I will admit that when I saw the adverts, along with the 'making is the new baking' slogan I was as sceptical as everyone else. I have loved the Bake Off (as has the rest of the country) since the beginning, but I haven't really warmed to any of the various other programmes that have been cast in the same mould; The Great British Sewing Bee is ok, but I think it tries a little hard to be as twee and 'innuendo-y' as the Bake Off naturally is, and the allotment one was a bit of a disaster.

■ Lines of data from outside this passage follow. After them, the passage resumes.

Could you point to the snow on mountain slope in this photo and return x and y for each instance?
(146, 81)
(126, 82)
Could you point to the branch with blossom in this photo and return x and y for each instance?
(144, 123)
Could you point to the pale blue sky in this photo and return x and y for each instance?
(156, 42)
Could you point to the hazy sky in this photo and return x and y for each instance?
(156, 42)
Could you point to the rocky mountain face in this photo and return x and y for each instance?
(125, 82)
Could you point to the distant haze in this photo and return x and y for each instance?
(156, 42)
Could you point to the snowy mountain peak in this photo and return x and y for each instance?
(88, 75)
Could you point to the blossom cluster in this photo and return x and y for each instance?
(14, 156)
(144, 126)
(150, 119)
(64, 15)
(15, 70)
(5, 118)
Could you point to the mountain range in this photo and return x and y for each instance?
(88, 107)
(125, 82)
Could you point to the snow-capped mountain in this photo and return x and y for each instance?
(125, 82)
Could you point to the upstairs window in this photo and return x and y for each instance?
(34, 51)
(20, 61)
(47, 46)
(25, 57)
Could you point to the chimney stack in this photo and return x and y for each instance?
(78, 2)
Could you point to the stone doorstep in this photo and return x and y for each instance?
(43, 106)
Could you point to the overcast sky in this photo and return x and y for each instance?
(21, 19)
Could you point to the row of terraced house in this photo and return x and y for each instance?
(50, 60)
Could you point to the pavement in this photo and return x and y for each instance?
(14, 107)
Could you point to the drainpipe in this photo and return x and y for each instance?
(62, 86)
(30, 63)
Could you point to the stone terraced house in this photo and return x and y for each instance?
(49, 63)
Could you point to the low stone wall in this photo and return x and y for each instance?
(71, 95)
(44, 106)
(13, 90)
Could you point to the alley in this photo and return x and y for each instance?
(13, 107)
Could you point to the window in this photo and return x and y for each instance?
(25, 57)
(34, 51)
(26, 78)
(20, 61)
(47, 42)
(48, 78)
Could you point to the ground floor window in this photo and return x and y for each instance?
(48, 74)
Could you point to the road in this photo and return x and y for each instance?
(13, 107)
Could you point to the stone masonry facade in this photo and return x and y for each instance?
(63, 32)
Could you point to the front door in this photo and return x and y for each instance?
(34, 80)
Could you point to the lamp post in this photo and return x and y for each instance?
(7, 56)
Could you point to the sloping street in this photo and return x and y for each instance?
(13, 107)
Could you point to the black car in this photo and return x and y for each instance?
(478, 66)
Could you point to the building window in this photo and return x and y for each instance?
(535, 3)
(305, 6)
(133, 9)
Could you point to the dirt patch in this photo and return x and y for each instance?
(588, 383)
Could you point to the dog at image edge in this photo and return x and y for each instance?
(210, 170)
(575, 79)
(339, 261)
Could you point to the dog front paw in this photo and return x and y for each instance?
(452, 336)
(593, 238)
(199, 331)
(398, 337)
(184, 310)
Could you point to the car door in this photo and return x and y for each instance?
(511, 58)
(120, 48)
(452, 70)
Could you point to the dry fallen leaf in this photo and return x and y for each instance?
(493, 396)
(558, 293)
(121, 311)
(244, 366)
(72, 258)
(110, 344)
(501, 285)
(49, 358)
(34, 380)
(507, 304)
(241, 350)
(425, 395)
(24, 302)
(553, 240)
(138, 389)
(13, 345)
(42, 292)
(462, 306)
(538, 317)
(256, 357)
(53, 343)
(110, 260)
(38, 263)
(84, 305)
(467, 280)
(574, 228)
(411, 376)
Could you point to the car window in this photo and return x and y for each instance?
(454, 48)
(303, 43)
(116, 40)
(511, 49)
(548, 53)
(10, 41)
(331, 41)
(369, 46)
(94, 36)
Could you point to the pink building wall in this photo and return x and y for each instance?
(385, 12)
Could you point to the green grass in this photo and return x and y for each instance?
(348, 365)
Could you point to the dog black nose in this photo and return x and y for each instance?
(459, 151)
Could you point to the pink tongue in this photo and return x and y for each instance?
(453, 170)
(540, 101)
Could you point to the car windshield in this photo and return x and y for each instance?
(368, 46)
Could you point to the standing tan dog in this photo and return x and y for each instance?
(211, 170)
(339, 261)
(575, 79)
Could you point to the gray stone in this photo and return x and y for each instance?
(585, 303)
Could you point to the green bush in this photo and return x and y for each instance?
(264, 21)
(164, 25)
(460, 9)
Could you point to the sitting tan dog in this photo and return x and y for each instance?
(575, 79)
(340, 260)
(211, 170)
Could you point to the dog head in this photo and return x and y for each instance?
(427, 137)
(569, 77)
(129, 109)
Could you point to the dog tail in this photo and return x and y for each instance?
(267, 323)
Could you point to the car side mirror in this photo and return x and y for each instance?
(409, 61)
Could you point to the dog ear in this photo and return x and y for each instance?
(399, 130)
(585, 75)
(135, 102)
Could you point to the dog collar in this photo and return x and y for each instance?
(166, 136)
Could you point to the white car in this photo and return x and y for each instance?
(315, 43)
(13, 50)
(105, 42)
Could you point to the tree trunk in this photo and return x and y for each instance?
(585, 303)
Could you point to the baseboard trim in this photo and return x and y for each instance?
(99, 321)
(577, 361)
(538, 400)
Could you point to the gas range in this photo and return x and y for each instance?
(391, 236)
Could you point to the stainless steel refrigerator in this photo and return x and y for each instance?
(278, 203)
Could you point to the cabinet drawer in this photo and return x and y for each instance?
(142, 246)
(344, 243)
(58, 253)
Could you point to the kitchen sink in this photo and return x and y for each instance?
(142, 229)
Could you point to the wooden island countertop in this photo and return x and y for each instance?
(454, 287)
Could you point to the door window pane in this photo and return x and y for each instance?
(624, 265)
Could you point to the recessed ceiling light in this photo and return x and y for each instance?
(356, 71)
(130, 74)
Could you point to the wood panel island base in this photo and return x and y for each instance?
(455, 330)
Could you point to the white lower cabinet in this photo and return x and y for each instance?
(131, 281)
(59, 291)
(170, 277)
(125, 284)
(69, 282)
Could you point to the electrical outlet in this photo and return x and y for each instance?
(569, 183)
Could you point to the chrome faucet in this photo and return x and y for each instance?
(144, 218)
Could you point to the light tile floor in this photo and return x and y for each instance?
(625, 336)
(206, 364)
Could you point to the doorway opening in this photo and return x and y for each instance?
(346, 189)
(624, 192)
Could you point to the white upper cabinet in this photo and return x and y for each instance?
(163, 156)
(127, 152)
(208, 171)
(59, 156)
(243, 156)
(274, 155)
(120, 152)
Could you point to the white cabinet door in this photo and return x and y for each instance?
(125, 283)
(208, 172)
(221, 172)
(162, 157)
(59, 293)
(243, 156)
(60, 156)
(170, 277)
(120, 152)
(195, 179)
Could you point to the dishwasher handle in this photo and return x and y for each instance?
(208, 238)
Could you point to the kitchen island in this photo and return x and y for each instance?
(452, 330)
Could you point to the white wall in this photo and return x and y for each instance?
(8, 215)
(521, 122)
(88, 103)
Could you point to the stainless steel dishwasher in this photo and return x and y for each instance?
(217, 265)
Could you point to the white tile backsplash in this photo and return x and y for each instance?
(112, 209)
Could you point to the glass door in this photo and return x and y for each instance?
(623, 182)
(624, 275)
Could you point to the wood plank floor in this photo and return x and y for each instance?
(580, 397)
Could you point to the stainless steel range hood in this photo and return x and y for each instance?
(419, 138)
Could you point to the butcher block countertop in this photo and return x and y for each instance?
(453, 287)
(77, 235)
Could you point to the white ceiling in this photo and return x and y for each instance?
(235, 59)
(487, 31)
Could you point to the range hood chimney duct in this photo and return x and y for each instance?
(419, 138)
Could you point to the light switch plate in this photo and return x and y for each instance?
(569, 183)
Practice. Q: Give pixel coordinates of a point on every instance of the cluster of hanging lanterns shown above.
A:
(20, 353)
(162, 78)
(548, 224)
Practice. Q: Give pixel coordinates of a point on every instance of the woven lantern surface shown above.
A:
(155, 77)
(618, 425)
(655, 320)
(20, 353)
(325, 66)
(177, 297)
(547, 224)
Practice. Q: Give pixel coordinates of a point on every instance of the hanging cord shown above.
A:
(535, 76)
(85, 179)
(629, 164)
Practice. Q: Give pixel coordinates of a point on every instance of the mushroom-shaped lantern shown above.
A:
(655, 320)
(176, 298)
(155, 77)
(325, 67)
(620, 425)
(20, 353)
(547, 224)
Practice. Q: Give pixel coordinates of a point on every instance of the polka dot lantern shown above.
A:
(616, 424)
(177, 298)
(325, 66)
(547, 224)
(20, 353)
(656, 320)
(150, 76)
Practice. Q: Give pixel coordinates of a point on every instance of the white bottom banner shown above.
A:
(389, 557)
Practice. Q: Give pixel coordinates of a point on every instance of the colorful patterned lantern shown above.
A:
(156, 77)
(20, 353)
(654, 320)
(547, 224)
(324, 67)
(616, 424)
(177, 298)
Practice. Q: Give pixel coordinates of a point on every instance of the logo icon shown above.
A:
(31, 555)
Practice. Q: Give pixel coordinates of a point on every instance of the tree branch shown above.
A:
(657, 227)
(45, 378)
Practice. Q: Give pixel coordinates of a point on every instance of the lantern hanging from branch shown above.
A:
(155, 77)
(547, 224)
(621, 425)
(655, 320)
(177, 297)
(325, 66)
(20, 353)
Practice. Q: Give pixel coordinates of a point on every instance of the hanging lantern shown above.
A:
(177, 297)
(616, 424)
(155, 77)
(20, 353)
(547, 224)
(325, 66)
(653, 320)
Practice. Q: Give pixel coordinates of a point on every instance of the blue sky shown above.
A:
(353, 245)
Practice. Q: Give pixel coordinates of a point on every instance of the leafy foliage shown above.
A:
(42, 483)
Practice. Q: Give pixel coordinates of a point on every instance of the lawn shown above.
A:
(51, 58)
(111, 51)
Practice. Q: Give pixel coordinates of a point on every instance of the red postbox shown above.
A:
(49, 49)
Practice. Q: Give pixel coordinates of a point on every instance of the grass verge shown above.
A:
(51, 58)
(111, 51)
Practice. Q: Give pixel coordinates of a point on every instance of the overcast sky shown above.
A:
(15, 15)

The Great British Pottery throw down feels different though. Yes, they still have three challenges, there is a 'Star-Baker' equivalent in the weekly 'Top-Potter' award, and the innuendoes are plenty, but it feels more genuine somehow. The passion the contestants have feels sincere, and they're really really skilled at what they're doing already. Each show so far has felt varied too, because the 'main make', 'throw down' and 'skill' challenges are so different each week. The potters have so far had to make a nest of bowls, a basin and a set of five vases as their weekly 'main make', and had various smaller challenges, such as throwing a pot blindfolded, adding handles to mugs or throwing as many pieces as they can within a time limit.

It's great to see a programme about proper makers and craftspeople on prime time TV. All the contestants are, unashamedly, so emotionally involved in the things they're making, and I think anyone who has ever worked with materials like this can relate to that feeling. There is something about making a physical representation of an idea or feeling that can communicate it to a viewer better than words ever could, and making something with your hands imparts the object with your feeling and emotion and can therefore hold a great deal of significance (which makes the tears when the whole things explodes in the kiln much easier to understand!)

Mostly, I love how emotional the judges Kate Malone and Keith Brymer-Jones (particularly Keith actually, who has cried each week so far!) get about the contestants work. The feeling of a piece of art moving you to tears because you have such a visceral reaction to it and there aren't enough words in your head to explain it is one I love and often go searching for. It's why the tattoo on my foot reads "It Feels Like This", because sometimes things make you feel a way you can't describe, and you have to cry or shout, or usually in my case jump about and clench my fists and teeth to try and convey what I mean. 

I love it. I love that the arts make people feel this way. I love that a little bit of it is on the BBC. Despite the critics who think it's just another rip off, I love it and it's just what I need right now!